Chris Cavarretta, de Stratham, New Hampshire, a déclaré que son ami mormon avait rencontré Romney la semaine dernière lors d'un arrêt de campagne et lui avait dit de « choisir le bon » – un slogan populaire de LDS similaire à « Que ferait Jésus ?

« Ses yeux se sont illuminés et il a dit : « Oui, toujours. »

Mais la réticence de Romney à avoir l'air de jouer la victime est compréhensible. Alors que certaines personnalités conservatrices comme Sarah Palin et Michele Bachmann se sont avérées aptes à convertir les attaques contre leur foi en points politiques, les mêmes règles ne s'appliquent pas au mormonisme.

D'une part, les lignes de bataille ne sont pas aussi clairement tracées : lorsque vous vous faites tirer dessus par des artistes laïques et des ministres baptistes, il est souvent plus logique de hisser le drapeau blanc que de déclarer la guerre à tout le monde.

Et si Romney devait s'exprimer dans les cas où son église était injustement ciblée, les journalistes pourraient alors s'attendre à ce qu'il réponde à d'autres questions culturelles et théologiques plus complexes – et il y en aurait beaucoup. Selon Pew, l'écart de compréhension est grand : le mot le plus couramment utilisé par les mormons pour décrire leur foi était « chrétien », tandis que le descripteur le plus populaire utilisé par les non-mormons était « culte ».

Mais alors qu'il est probablement politiquement avisé, la stratégie de Romney crée également une tension inhabituelle entre le candidat et sa communauté confessionnelle. Alors que de nombreux mormons considèrent une Maison-Blanche de Romney comme leur meilleure chance d'être largement accepté culturellement, ils voient également que le candidat Romney minimise sa religion pour y arriver. Certains mormons le comprennent, mais d'autres souhaitent qu'il utilise son mégaphone pour défendre leurs croyances communes.

Noah Feldman, un universitaire de Harvard qui a étudié le mormonisme, a déclaré qu'il s'agissait d'un dilemme séculaire pour les minorités qui tentent d'obtenir une plus grande acceptation grâce à leur influence politique.

'Il y a toujours eu deux lignes de pensée à ce sujet', a déclaré Feldman. 'Il y a un groupe qui dit que la façon de surmonter les préjugés est de pédaler doucement, et quand il sera président, il sera toujours le premier président mormon.'

Cette philosophie s'est souvent heurtée à la résistance des secteurs militants d'une minorité donnée. Par exemple, lors de la campagne de 2008, certains dirigeants noirs - comme Cornel West et Travis Smiley - ont remis en question l'engagement d'Obama envers la communauté noire, car il ne parlait pas assez des problèmes qui affectent les minorités urbaines pauvres.

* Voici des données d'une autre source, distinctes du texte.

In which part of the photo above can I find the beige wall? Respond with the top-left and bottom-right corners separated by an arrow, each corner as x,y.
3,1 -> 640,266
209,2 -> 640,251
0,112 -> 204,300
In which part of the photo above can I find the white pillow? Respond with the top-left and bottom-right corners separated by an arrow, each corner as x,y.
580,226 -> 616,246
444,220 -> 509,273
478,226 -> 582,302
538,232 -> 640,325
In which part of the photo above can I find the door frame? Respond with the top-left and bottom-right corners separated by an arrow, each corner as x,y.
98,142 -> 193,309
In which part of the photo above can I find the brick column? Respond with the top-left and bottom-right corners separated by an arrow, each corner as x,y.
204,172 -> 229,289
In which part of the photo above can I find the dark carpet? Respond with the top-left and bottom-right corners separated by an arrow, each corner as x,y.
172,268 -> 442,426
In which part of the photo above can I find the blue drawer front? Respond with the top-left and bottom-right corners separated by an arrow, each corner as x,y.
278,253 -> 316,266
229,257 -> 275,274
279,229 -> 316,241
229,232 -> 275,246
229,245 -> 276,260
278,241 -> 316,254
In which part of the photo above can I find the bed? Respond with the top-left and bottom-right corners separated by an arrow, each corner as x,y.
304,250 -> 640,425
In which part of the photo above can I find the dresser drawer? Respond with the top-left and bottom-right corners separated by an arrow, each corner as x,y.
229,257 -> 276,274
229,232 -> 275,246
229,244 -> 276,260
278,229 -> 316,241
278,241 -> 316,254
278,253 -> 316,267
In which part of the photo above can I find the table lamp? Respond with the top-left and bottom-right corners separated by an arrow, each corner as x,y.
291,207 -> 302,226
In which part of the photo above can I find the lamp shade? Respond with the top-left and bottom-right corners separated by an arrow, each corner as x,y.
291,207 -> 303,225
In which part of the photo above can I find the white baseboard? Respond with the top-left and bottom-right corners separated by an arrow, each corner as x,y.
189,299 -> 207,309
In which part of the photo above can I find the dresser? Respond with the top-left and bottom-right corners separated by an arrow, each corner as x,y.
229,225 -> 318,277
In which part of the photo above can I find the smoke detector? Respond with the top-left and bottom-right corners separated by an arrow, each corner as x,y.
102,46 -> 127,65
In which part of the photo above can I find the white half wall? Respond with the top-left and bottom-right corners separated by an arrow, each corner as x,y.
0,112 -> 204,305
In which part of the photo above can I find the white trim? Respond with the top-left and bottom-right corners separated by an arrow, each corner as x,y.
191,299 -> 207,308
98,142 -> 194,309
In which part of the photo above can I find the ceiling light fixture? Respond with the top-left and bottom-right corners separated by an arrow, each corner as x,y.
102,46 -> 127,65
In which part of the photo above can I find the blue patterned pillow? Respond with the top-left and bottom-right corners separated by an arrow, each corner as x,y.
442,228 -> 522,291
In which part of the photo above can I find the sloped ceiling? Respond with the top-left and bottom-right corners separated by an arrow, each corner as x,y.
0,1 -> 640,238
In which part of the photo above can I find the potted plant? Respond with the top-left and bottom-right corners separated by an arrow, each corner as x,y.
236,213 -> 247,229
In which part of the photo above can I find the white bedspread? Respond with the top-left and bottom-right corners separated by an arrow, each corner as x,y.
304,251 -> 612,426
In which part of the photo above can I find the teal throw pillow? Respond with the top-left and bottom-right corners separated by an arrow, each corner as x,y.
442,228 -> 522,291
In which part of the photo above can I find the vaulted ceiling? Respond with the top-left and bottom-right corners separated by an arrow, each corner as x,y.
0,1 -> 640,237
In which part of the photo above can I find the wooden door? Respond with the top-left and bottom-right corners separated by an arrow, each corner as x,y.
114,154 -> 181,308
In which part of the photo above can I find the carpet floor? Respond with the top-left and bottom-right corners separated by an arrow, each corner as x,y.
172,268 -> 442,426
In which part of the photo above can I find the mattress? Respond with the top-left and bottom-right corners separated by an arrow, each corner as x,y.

Mais faire campagne en tant que défenseur de la foi, ou de la race, n'est pas une voie évidente vers le soutien de la majorité. 'On pourrait dire:' Je m'en fiche si cela prend encore 50 ans, je ne veux pas faire de compromis ', a déclaré Feldman. 'Je respecterais aussi fortement ce point de vue, mais la patience pourrait être nécessaire.'

Dans le cas de Romney, il n'y a pas beaucoup de risque d'une réaction mormone généralisée à son approche discrète de la foi. Certains peuvent ne pas l'aimer, mais l'étude Pew montre que 86 pour cent de tous les électeurs mormons considèrent Romney favorablement. (Jon Huntsman, qui s'est décrit comme un saint des derniers jours moins orthodoxe, n'obtient qu'une cote de faveur de 50 pour cent de la part de ses compatriotes mormons.)

L'année à venir sera peut-être épuisante pour les mormons, mais, a déclaré Feldman, 'le mormonisme a l'habitude de gagner ses détracteurs'.